Pero para ello, el municipio debería contactar a los sectores empresariales, a los pequeños y medianos comerciantes, y a toda la masa de desempleados y/o empleados precarizados, para que cada vacante laboral que haya en la ciudad comience a ser cubierta por personas que estén inscriptas en dicho listado.
Esto permitiría que los puestos vacantes sean rápidamente cubiertos, impidiendo así que muchas personas busquen trabajos precarios para vivir o mejor dicho, sobrevivir.

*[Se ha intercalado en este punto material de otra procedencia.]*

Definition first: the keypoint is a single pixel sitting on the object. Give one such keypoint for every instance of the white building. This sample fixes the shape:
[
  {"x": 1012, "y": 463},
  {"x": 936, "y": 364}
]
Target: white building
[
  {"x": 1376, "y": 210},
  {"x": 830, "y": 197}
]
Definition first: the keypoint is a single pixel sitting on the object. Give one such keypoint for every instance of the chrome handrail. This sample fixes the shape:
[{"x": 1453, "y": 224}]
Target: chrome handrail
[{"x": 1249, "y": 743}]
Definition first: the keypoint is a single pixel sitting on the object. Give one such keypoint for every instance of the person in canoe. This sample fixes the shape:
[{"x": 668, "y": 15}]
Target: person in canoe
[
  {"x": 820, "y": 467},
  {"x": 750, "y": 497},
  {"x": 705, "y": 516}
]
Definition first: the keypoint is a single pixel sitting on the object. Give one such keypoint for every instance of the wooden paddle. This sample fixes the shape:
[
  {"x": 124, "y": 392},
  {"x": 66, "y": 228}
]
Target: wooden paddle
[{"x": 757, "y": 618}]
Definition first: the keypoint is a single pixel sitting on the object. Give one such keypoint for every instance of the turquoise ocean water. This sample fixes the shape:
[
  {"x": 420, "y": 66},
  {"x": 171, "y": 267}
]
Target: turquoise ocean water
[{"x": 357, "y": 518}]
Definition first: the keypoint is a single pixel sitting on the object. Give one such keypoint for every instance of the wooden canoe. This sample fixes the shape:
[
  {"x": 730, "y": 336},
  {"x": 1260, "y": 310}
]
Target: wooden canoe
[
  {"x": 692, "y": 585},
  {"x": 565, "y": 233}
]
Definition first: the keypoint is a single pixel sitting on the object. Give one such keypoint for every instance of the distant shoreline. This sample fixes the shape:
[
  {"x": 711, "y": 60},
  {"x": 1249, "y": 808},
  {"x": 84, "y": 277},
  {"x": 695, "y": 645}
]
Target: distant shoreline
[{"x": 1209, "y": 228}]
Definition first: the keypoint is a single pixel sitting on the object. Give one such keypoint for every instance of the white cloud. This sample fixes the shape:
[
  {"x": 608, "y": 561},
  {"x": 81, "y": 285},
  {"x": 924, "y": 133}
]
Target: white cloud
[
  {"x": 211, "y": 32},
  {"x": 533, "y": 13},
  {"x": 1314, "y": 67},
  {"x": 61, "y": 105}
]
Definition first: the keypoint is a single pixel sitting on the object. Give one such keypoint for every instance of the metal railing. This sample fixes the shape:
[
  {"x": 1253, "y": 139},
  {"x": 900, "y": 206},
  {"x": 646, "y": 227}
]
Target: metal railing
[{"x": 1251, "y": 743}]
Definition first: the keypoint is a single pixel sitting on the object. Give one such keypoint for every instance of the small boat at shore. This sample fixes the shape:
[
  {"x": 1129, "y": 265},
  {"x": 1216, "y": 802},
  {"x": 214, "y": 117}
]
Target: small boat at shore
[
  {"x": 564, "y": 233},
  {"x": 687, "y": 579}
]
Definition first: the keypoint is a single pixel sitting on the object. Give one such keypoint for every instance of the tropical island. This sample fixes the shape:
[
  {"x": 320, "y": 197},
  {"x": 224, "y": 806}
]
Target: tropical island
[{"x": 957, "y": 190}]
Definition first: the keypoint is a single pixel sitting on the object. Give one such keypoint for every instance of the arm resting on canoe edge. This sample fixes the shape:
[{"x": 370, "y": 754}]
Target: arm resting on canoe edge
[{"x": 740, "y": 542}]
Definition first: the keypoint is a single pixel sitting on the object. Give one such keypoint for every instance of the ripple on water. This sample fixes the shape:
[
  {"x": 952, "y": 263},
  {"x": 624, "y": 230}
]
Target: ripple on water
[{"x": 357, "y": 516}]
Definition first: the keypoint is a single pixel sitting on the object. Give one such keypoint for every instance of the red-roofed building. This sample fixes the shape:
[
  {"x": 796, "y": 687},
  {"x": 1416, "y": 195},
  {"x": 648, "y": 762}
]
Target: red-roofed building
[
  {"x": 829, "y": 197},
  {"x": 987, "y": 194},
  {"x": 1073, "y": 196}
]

Claramente esta medida no podría ser desarrollada de manera aislada, ya que la oficina no garantiza el pleno empleo. A esto habría que sumarle un plan de obra pública constante, el cual permitiría mantener un número fijo de empleados en blanco, no bajo contratos "basura" ni Planes Trabajar.
A su vez, el municipio debería tomar la iniciativa de fomentar la inversión privada, la cual es en el mayor de los casos, la única garantía a largo plazo que pueden tener los trabajadores, quienes como es de esperar, desconfían en los cambios de gobierno, ya que la salida de un funcionario bien podría arrastrar su trabajo y dejarlo en la calle.
Finalmente, la gestión municipal de Pablo Bruera debería mantener espacios públicos que den asilo a las personas que viven en situación de calle en la ciudad, y solo subsisten con monedas que la gente diariamente les da, o restos de comida que encuentran en los residuos de los vecinos.
Sólo así, el conflicto con los trabajadores ambulantes podría terminar, porque mientras tanto, todo lo que se haga va a ser insuficiente, y las protestas de desempleados que desean trabajar para vivir y llevar adelante su familia, nunca se acabarán. Lo mismo que las quejas de los comerciantes, quienes están en todo su derecho de protestar porque en la puerta de su negocio están vendiendo sus mismos productos, pero evadiendo todo tipo de responsabilidad impositiva.
Esta situación de indefiniciones generada por el municipio, sólo puede ocasionar actos cómo este, una protesta de vendedores que lo único que piden es ser escuchados, y poder trabajar libremente, sin que nadie los presione ni les quite lo que con tanto esfuerzo lograron conseguir.
¿No será lo suficientemente sólido su pedido, como para alguien de la gestión se detenga a pensar en una solución?